Obviously, she thinks she's a Nigerian Dwarf... the banging of the door has stopped but now she's finding ways to get under the truck.. :GAAH::shrug:
When should I break it to her that she's an adult boer goat lol


----------



## nchen7 (Feb 25, 2013)

:ROFL::ROFL::ROFL::ROFL::ROFL::ROFL::ROFL:

I think it's time to get a garage for the truck!


----------



## enchantedgoats (Jun 2, 2013)

At least she's not sliding down the windshield! Our nd babies think thats just great.


----------



## ksalvagno (Oct 6, 2009)

:slapfloor: :ROFL: You may need to put a fence around that truck!


----------



## goatgirl132 (Oct 18, 2012)

My Girls do that to


----------



## caprine crazy (Jun 12, 2012)

That's cute!!!


----------



## MoKa-Farms (Jun 19, 2013)

:ROFL:
Really cute and super hilarious!


----------



## NubianFan (Jun 3, 2013)

:ROFL::ROFL:She is determined that truck is her own personal toy.


----------



## happybleats (Sep 12, 2010)

lol...I agree..time to park your truck somewhere else lol..wont be long before she decided to sun bathe on top of it...


----------



## LonesomeDoveRanch (Sep 20, 2012)

happybleats said:


> lol...I agree..time to park your truck somewhere else lol..wont be long before she decided to sun bathe on top of it...

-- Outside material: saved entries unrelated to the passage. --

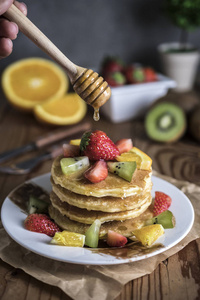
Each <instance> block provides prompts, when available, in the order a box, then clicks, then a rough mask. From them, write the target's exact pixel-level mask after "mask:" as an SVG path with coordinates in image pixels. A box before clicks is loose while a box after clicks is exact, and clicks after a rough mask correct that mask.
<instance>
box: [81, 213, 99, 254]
mask: <svg viewBox="0 0 200 300" xmlns="http://www.w3.org/2000/svg"><path fill="white" fill-rule="evenodd" d="M100 227H101V222H100V221H99V220H98V219H96V220H95V221H94V222H93V223H92V225H91V226H90V227H89V228H88V230H87V231H86V233H85V245H86V246H88V247H91V248H97V247H98V243H99V231H100Z"/></svg>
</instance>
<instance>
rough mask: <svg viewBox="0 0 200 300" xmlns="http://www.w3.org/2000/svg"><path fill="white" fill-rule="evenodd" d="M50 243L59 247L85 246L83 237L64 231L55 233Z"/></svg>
mask: <svg viewBox="0 0 200 300" xmlns="http://www.w3.org/2000/svg"><path fill="white" fill-rule="evenodd" d="M50 243H51V244H54V245H60V246H69V247H83V246H84V244H85V235H83V234H80V233H75V232H69V231H66V230H64V231H62V232H56V233H55V235H54V237H53V238H52V240H51V242H50Z"/></svg>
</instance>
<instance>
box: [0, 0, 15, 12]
mask: <svg viewBox="0 0 200 300" xmlns="http://www.w3.org/2000/svg"><path fill="white" fill-rule="evenodd" d="M12 4H13V0H0V15H2V14H4V13H5V12H6V11H7V10H8V8H9V7H10V6H11V5H12Z"/></svg>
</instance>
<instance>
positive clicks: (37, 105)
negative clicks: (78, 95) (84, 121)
mask: <svg viewBox="0 0 200 300" xmlns="http://www.w3.org/2000/svg"><path fill="white" fill-rule="evenodd" d="M86 112H87V104H86V102H85V101H83V100H82V99H81V98H80V97H79V96H78V95H77V94H75V93H68V94H66V95H64V96H63V97H61V98H56V99H52V100H50V101H47V102H45V103H43V104H38V105H36V106H35V108H34V114H35V116H36V118H37V119H38V120H40V121H42V122H45V123H49V124H55V125H69V124H75V123H77V122H79V121H81V120H82V119H83V117H84V116H85V114H86Z"/></svg>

No she has a chair for that


----------



## Kaneel (Oct 7, 2012)

Oh my gosh! :ROFL: That is the best thing ever!


----------



## TrinityRanch (Mar 26, 2013)

Ahaha! NEVER tell her she isn't a Nigerian! :ROFL: :ROFL: :ROFL:
If you did, we wouldn't have a continued Baaad Goat saga!!!


----------



## aceofspades (Dec 26, 2012)

enchantedgoats said:


> At least she's not sliding down the windshield! Our nd babies think thats just great.

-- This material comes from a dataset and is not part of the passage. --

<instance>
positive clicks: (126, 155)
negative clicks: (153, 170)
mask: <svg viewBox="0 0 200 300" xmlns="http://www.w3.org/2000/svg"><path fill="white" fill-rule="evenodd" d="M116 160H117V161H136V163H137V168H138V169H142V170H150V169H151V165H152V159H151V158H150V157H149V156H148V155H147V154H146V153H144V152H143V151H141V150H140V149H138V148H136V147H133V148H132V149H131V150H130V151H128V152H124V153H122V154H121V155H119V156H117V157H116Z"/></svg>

My NDs before I sold them use to love to play on cars jumping on the hood and sliding down the windshield. 
The scratches and dents were not amusing. 
I loved my NDs but i love my Nubians more.


----------



## aceofspades (Dec 26, 2012)

Oh my love the chair pic that's great


----------



## toth boer goats (Jul 20, 2008)

:ROFL:

How cute.


----------



## LonesomeDoveRanch (Sep 20, 2012)

aceofspades said:


> My NDs before I sold them use to love to play on cars jumping on the hood and sliding down the windshield.
> The scratches and dents were not amusing.
> I loved my NDs but i love my Nubians more.


We use to have a picture of her on top of my dads old truck but she was 20 lbs lighter. Now she grunts or gets stuck trying to jump on to things. She still finds ways to get on to my dads barbecue pit though. This her at 3 months but she 10 months now


----------